The Mercury (Pottstown, PA)

How we became a nation of plastic

- Jill Schlesinge­r, CFP, is a CBS News Business Analyst. She welcomes comments and questions at askjill@ jillonmone­y.com.

Ten years ago, the canary in the financial crisis coal mine died.

In March 2008, investment bank Bear Stearns ceased to exist as an independen­t company. With the help of the Federal Reserve, JPMorgan Chase agreed to buy Bear for $2 a share, down from $159 a year earlier. It was the beginning of the end of a massive credit bubble that started in the housing market and was amplified with financial products that used even more borrowed money.

In light of the 10-year anniversar­y, I’m ditching the traditiona­l tin or aluminum gift and will celebrate throughout this year by exploring some of the foundation­s that led to the financial crisis of 2008. Today, it’s credit cards.

Americans were able to purchase “on credit” as early as the 19th century. Those arrangemen­ts were usually extended to good customers, who could be trusted to pay in a timely fashion. The earliest cards were available through individual stores, oil companies and hotels in the 1920s.

In 1950, Diners’ Club rolled out the first universal version, where one card could be used in a variety of different outlets and American Express followed suit, though both cards required that users pay their bills in full at the end of each month, so they tended to be used by wealthier people or businessme­n.

Bank of America brought the idea of access to credit to the masses by mailing 60,000 unsolicite­d BankAmeric­ard credit cards to select California markets in 1958. Within a year and a half, the company had lost about $20 million. The reason was that it had assumed that delinquenc­ies would run at 4 percent, versus the actual 22 percent and because there were no applicatio­ns required for borrowers, there was rampant fraud.

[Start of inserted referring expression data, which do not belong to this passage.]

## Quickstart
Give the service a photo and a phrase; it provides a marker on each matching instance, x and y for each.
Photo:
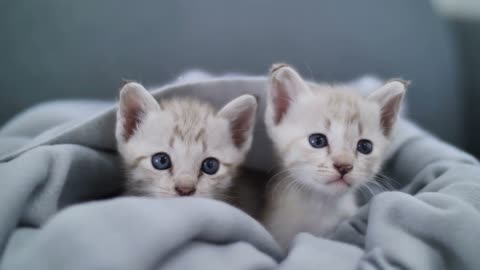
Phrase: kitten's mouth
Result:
(339, 181)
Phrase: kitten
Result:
(181, 147)
(329, 141)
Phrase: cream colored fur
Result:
(188, 131)
(304, 195)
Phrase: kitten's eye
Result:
(210, 165)
(318, 140)
(365, 147)
(161, 161)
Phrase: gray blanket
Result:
(59, 171)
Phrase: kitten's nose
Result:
(185, 190)
(343, 168)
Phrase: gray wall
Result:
(54, 49)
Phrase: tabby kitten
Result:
(181, 147)
(329, 141)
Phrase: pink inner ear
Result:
(132, 113)
(240, 127)
(389, 114)
(280, 101)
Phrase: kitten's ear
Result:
(135, 103)
(240, 113)
(284, 86)
(390, 97)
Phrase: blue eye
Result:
(318, 140)
(365, 147)
(210, 165)
(161, 161)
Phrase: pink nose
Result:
(343, 168)
(185, 190)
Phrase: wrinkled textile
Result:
(59, 171)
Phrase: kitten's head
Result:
(182, 146)
(329, 137)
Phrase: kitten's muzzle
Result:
(185, 190)
(343, 168)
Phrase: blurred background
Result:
(56, 49)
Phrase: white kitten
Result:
(329, 141)
(181, 147)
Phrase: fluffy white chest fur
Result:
(295, 211)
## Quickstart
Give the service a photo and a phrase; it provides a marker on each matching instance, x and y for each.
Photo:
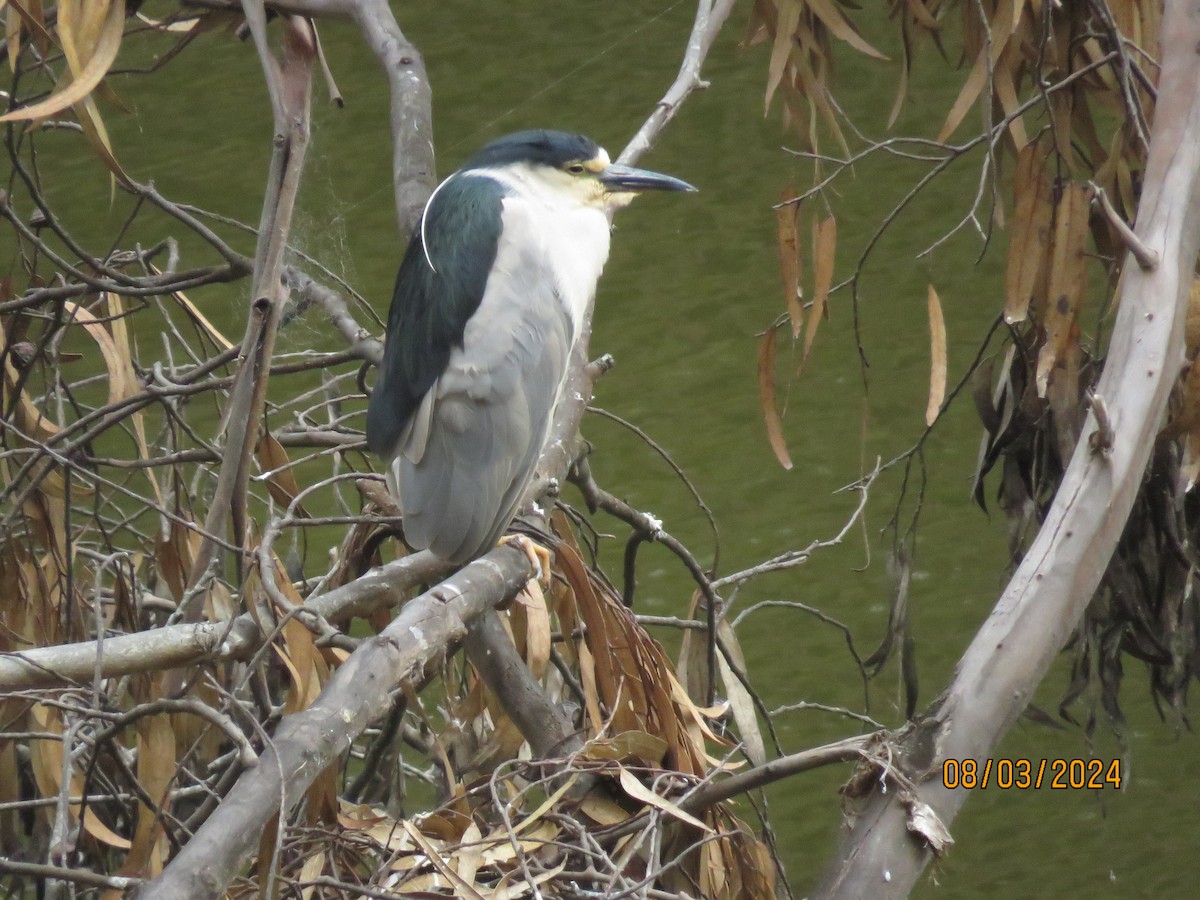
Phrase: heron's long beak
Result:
(625, 179)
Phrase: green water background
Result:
(690, 283)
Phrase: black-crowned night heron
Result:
(489, 304)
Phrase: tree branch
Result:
(358, 694)
(1051, 588)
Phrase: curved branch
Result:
(1048, 594)
(358, 694)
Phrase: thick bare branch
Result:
(307, 742)
(183, 645)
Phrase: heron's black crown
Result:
(540, 145)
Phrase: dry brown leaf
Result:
(936, 358)
(90, 73)
(841, 28)
(1068, 279)
(825, 245)
(47, 763)
(789, 19)
(312, 868)
(787, 216)
(156, 771)
(767, 397)
(538, 634)
(1032, 220)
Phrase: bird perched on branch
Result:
(489, 304)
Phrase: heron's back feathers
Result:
(465, 455)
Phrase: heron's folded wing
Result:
(492, 406)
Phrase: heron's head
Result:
(570, 166)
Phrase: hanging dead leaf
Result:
(1068, 279)
(88, 76)
(1032, 220)
(767, 397)
(936, 359)
(825, 244)
(841, 28)
(787, 215)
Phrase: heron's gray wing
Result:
(490, 411)
(439, 287)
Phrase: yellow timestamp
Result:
(1032, 774)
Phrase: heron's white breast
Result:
(570, 238)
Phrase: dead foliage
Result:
(118, 396)
(1065, 93)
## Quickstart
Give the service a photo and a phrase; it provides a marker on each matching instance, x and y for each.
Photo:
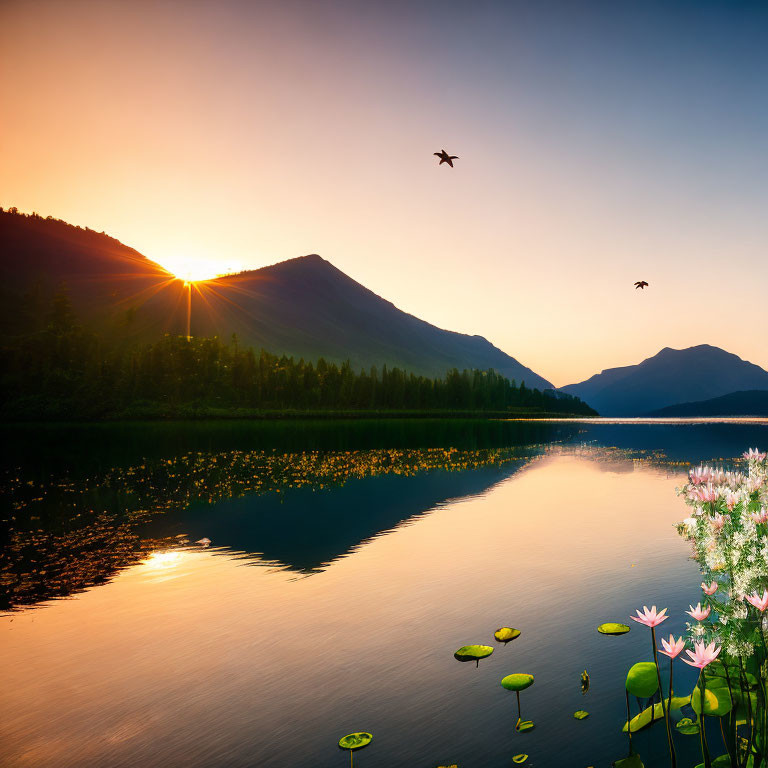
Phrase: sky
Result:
(599, 143)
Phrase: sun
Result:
(193, 268)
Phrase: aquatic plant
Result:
(727, 529)
(505, 634)
(354, 741)
(519, 682)
(652, 619)
(613, 628)
(473, 653)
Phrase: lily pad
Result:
(473, 652)
(717, 701)
(654, 713)
(642, 680)
(687, 726)
(716, 671)
(723, 761)
(517, 682)
(355, 740)
(613, 628)
(633, 761)
(505, 634)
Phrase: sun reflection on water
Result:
(162, 561)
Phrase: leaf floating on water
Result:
(655, 713)
(723, 761)
(505, 634)
(642, 680)
(613, 628)
(473, 652)
(633, 761)
(355, 740)
(687, 726)
(717, 701)
(517, 682)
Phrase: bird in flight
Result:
(445, 157)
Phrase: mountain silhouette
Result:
(753, 402)
(304, 307)
(669, 377)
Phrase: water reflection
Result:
(184, 656)
(67, 534)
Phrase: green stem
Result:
(744, 685)
(669, 704)
(672, 756)
(702, 735)
(732, 730)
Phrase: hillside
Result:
(750, 403)
(672, 376)
(303, 307)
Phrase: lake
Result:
(348, 561)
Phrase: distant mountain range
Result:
(753, 402)
(671, 377)
(303, 307)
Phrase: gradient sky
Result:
(600, 143)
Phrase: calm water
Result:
(348, 562)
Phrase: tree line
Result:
(68, 372)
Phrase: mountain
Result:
(304, 307)
(752, 402)
(669, 377)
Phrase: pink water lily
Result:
(673, 647)
(700, 475)
(761, 603)
(701, 655)
(698, 612)
(704, 493)
(718, 521)
(650, 617)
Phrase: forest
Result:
(67, 372)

The government clamped down on the industry in the mid-1960s and then in the 70s, the country was in a recession, inflation spiked and interest rates soared to as high as 20 percent. That was a problem for credit card issuers, because state usury laws capped interest rates at 10-12 percent.

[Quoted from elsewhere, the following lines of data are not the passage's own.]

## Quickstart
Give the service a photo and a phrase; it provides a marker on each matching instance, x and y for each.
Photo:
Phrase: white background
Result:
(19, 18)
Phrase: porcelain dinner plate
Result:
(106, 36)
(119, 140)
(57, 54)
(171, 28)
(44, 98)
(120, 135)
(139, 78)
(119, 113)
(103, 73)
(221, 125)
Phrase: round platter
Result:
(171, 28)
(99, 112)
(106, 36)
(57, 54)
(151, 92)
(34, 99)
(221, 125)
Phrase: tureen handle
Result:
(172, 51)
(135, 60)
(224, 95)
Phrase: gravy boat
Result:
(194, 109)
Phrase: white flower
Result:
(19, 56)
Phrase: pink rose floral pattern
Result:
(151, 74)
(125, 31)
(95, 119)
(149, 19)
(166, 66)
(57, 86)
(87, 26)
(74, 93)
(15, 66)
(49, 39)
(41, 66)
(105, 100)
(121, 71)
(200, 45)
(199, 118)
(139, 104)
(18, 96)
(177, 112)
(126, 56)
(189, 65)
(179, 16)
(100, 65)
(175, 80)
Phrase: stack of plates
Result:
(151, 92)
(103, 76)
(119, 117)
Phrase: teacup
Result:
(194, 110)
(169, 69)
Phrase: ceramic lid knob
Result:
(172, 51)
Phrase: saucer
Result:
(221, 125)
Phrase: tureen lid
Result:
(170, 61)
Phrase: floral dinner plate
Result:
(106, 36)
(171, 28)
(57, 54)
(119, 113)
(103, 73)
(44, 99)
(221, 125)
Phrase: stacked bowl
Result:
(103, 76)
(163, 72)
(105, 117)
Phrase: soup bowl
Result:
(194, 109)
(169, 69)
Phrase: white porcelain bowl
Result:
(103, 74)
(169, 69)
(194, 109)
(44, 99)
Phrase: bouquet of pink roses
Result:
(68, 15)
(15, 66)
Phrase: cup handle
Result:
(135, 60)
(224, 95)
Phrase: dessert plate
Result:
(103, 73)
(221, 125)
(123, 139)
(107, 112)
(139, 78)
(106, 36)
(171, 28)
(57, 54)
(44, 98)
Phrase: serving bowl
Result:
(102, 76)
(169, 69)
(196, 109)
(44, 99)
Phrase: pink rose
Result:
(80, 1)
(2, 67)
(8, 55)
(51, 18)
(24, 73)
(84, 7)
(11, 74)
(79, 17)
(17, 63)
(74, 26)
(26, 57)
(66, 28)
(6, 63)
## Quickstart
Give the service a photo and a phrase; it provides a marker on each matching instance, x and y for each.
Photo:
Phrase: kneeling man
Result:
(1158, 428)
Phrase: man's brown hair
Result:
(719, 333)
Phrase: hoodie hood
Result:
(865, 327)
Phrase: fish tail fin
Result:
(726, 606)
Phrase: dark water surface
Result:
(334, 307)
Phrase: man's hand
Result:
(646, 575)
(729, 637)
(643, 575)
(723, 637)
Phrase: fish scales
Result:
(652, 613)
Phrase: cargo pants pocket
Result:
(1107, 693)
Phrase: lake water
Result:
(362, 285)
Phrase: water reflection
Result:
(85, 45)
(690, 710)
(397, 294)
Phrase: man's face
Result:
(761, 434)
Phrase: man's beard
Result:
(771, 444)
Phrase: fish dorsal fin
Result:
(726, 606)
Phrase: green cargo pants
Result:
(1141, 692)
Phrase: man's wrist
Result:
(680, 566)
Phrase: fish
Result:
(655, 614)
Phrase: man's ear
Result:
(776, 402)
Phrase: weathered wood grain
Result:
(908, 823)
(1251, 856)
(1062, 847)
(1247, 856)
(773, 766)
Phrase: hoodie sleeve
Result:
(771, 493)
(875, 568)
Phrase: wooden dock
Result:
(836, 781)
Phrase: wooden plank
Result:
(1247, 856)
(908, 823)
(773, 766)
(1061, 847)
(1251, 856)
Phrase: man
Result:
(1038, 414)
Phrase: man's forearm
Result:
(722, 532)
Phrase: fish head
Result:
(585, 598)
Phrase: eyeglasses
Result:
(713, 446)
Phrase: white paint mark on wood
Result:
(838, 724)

The industry was rescued by a 1978 landmark Supreme Court decision that changed the credit card industry forever. Marquette National Bank of Minneapoli­s v. First of Omaha Service Corp. allowed nationally chartered banks to issue cards to customers anywhere in the country, as long as they charged interest rates determined by the laws in the bank’s home state. Previously, state usury laws where a bank’s customer lived provided the cap to interest rates.

The ruling cleared the way for states to change their top statutory rate levels allowable in order to induce businesses to move their credit card operations. South Dakota was among the trailblaze­rs that hoped the eliminatio­n of usury laws would bring jobs to its recession-ravaged local economy.

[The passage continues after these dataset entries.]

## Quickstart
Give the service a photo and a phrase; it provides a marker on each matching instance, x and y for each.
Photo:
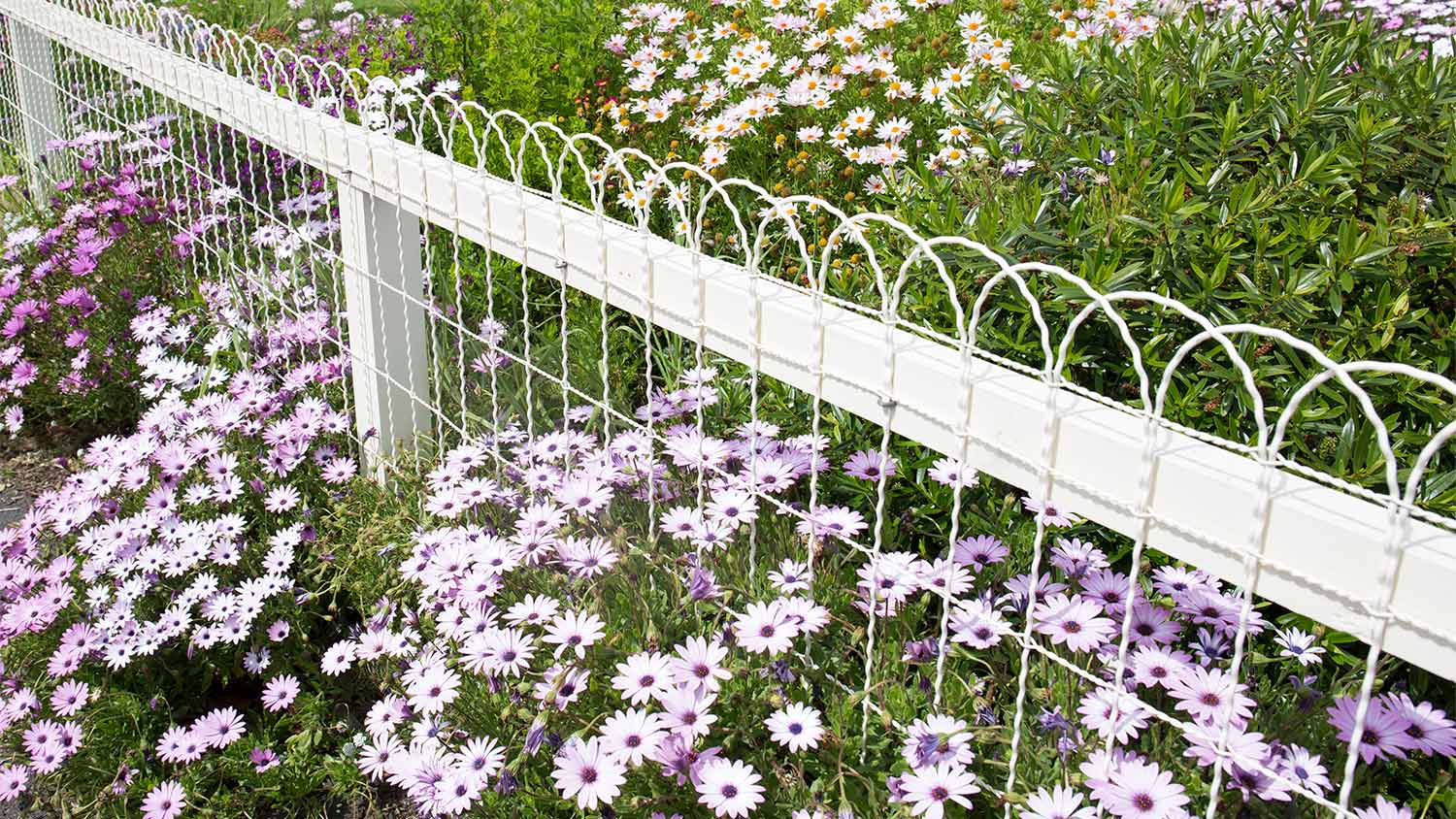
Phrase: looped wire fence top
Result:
(760, 279)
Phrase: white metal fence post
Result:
(386, 322)
(38, 104)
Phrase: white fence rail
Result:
(1369, 563)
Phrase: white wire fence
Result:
(480, 271)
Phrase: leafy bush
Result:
(1289, 172)
(535, 58)
(72, 285)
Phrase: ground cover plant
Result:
(754, 604)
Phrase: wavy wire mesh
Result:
(463, 340)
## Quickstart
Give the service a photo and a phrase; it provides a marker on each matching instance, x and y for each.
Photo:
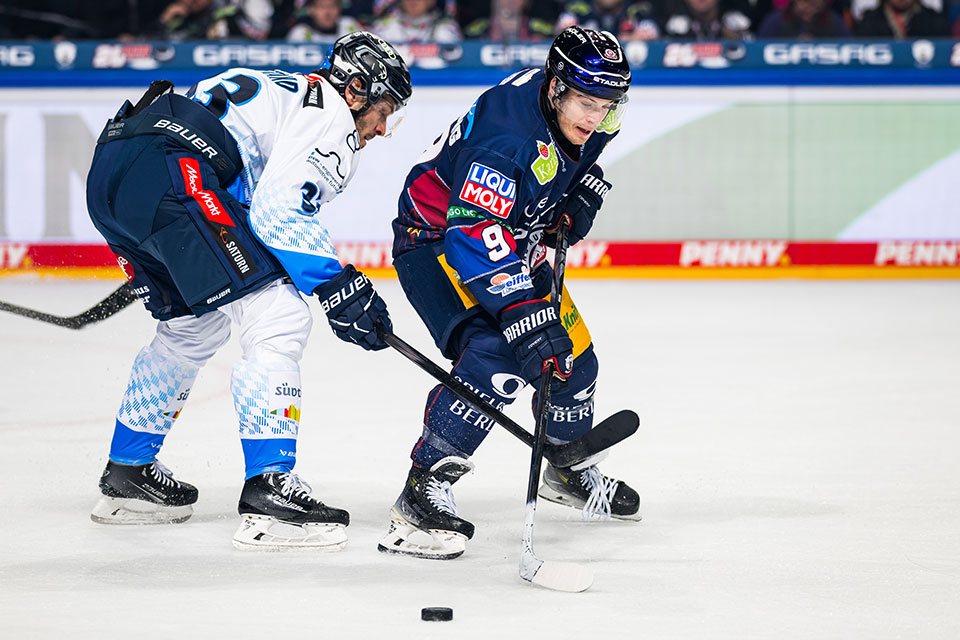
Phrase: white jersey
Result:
(299, 145)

It worked. In 1981, Citibank moved its card operations to Sioux Falls, S.D., with a promise to create 500 jobs and other banks followed suit. The credit card industry soon became profitable and plastic was on its way to being ubiquitous.

According to the Federal Reserve, in 1970, 16 percent of U.S. families reported having a credit card. By 1983, that percentage soared to 43 percent and by 1989, it was at 56 percent. Today, it’s about 80 percent.